Con el Santo Entierro Magno concedido por la Iglesia a la localidad sevillana de Utrera se confirmaba ayer, Sábado Santo, el triunfo de la Evangelización popular que se vislumbró en Trento, con su Concilio, hace casi cinco siglos. El ser humano, tan humano, necesita corporeizar, es decir, materializar la abstracción de Dios, la infinita trascendencia de un ser supremo que precisa de un asidero humano para ser aquí y ahora, en este tiempo meridianamente tangible que es el tiempo que consideramos real, porque ya es sabido que el tiempo divino sobrepasa nuestras posibilidades.
El Cristo de Santiago, de mediados del siglo XV, o sea, de mucho antes del Concilio de Trento y hasta de los orígenes de la propia Semana Santa en Utrera —vinculada a la Vera Cruz—, posibilitó el magno evento y lo presidió en una tarde primorosamente organizada por el Consejo de Hermandades y Cofradías y por su Ayuntamiento, volcado con la causa.

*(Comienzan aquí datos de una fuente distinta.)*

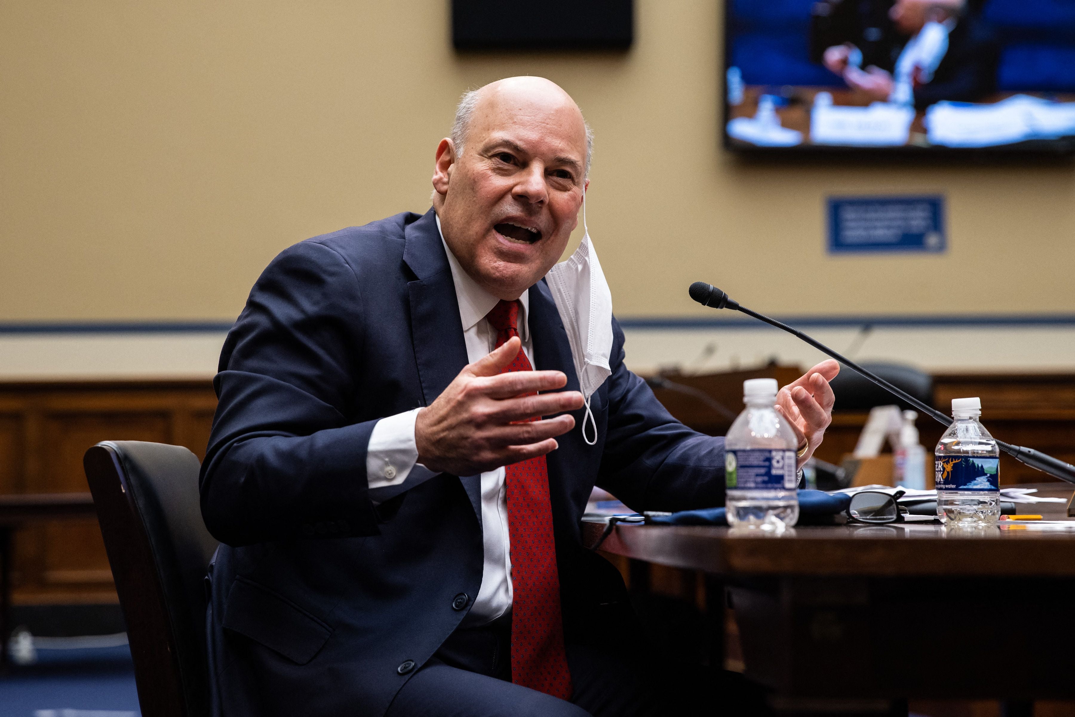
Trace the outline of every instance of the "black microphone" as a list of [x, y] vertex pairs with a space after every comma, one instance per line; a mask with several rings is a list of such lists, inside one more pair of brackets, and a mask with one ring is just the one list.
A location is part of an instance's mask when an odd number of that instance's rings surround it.
[[[947, 414], [941, 413], [933, 406], [926, 405], [924, 403], [916, 399], [914, 396], [911, 396], [903, 389], [893, 386], [892, 384], [888, 383], [880, 376], [874, 375], [870, 371], [866, 371], [855, 361], [844, 358], [843, 356], [832, 350], [821, 342], [815, 341], [811, 336], [807, 336], [802, 331], [793, 329], [787, 324], [780, 324], [776, 319], [769, 318], [768, 316], [763, 316], [757, 312], [752, 312], [745, 306], [741, 306], [737, 302], [729, 299], [727, 293], [725, 293], [717, 287], [713, 286], [712, 284], [706, 284], [705, 282], [694, 282], [693, 284], [690, 285], [690, 298], [697, 301], [698, 303], [702, 304], [703, 306], [712, 306], [713, 309], [733, 309], [735, 311], [743, 312], [747, 316], [752, 316], [760, 321], [764, 321], [765, 324], [775, 326], [777, 329], [787, 331], [788, 333], [793, 334], [797, 338], [805, 341], [807, 344], [818, 349], [822, 354], [831, 356], [832, 358], [836, 359], [837, 361], [846, 365], [848, 369], [851, 369], [856, 373], [877, 384], [878, 386], [887, 390], [889, 393], [903, 399], [904, 401], [915, 406], [926, 415], [932, 416], [935, 420], [943, 424], [944, 426], [946, 427], [951, 426], [952, 419], [949, 418]], [[1060, 478], [1061, 481], [1066, 481], [1067, 483], [1075, 483], [1075, 465], [1072, 465], [1071, 463], [1065, 463], [1058, 458], [1054, 458], [1052, 456], [1047, 456], [1038, 450], [1034, 450], [1033, 448], [1026, 448], [1023, 446], [1014, 446], [1010, 443], [1004, 443], [1003, 441], [1000, 440], [997, 441], [997, 445], [1000, 447], [1001, 450], [1003, 450], [1007, 455], [1012, 456], [1013, 458], [1022, 463], [1026, 463], [1027, 465], [1030, 465], [1031, 468], [1037, 469], [1043, 473], [1048, 473], [1049, 475], [1056, 478]]]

En la ciudad de Rodrigo Caro, los diez minutos de una llovizna fina que no hizo sino refrescar el ambiente de muchedumbre organizada en torno a la Plaza del Altozano consolidaban el poder taumatúrgico de este Crucificado 350 años después de haber sido nombrado patrono de los utreranos.
Corría el barroco año de 1675, cuando esa catequesis plástica que es la Semana Santa andaluza había terminado de consolidarse como indudable arma evangelizadora. Nuestra Historia del Arte, desde aquella época como mínimo –y desde antes, como ayer nos revelaban el Jesús Nazareno, el Cristo del Perdón de los Muchachos de Consolación o el Cristo de la Buena Muerte de Los Gitanos-, no ha hecho sino enriquecer la Historia de nuestra Cultura, y a la vista está que, en Utrera por ejemplo, surgieron por entonces las cofradías de San Juan Bautista y el Santo Crucifijo y, varios siglos después, la cofradía de las Angustias o de esos emblemáticos Atados a la Columna de la Vera Cruz (el atribuido a Ruiz Gijón) y de los Aceituneros, y -mucho más recientemente- ese rosario de hermandades que conforman la vida cofrade utrerana, una de las más señeras de la provincia, con el impresionante Redentor Cautivo o el cautivador Cristo del Amor, el de Los Estudiantes procedente de la basílica de María Auxiliadora, epicentro de tanta educación en esta otra ciudad capital de Don Bosco.
Desde la iglesia de San Francisco salieron el Santo Entierro y una enlutada Virgen de los Dolores para sellar la jornada de silencio previa a esta otra de Resurrección, la de hoy. Utrera, emblema histórico de la religiosidad popular sevillana, supo estar a la altura de tan magno acontecimiento religioso, y su saber estar apuntala la preferencia de nuestro papa, Francisco, por esta evangelización tradicional y abierta al pueblo que en nada se parece a otros intentos que han proliferado últimamente por evangelizar a puerta cerrada, mirándose cada cual su propio ombligo vinculado al del hermano no por su condición de cicatriz de un equivalente cordón umbilical, sino por su equivalencia socioeconómica.
El éxito de la religiosidad popular -a cielo abierto- de ayer en Utrera es también el triunfo de una Iglesia que regresa sobre sus pasos perdidos a valorar lo que el universo cofrade como interpretación y lectura minuciosa del Evangelio ha ofrecido a la sociedad.
Ha significado también la constatación de que la Palabra de Dios –y su Obra— precisan de una disposición pública y no de una predisposición privada; de una limpia mirada a la otredad y no de una íntima focalización selecta. La Iglesia, como luz del mundo y como sal de la tierra, reconoce en Andalucía, en Sevilla y en Utrera que la oveja perdida que ha de buscar constantemente no la hallará en los interesados cenáculos que surgen cada dos por tres entre su presunta intelectualidad, sino en los barrios que lloran, tal vez sin comprenderla, su propia conversión.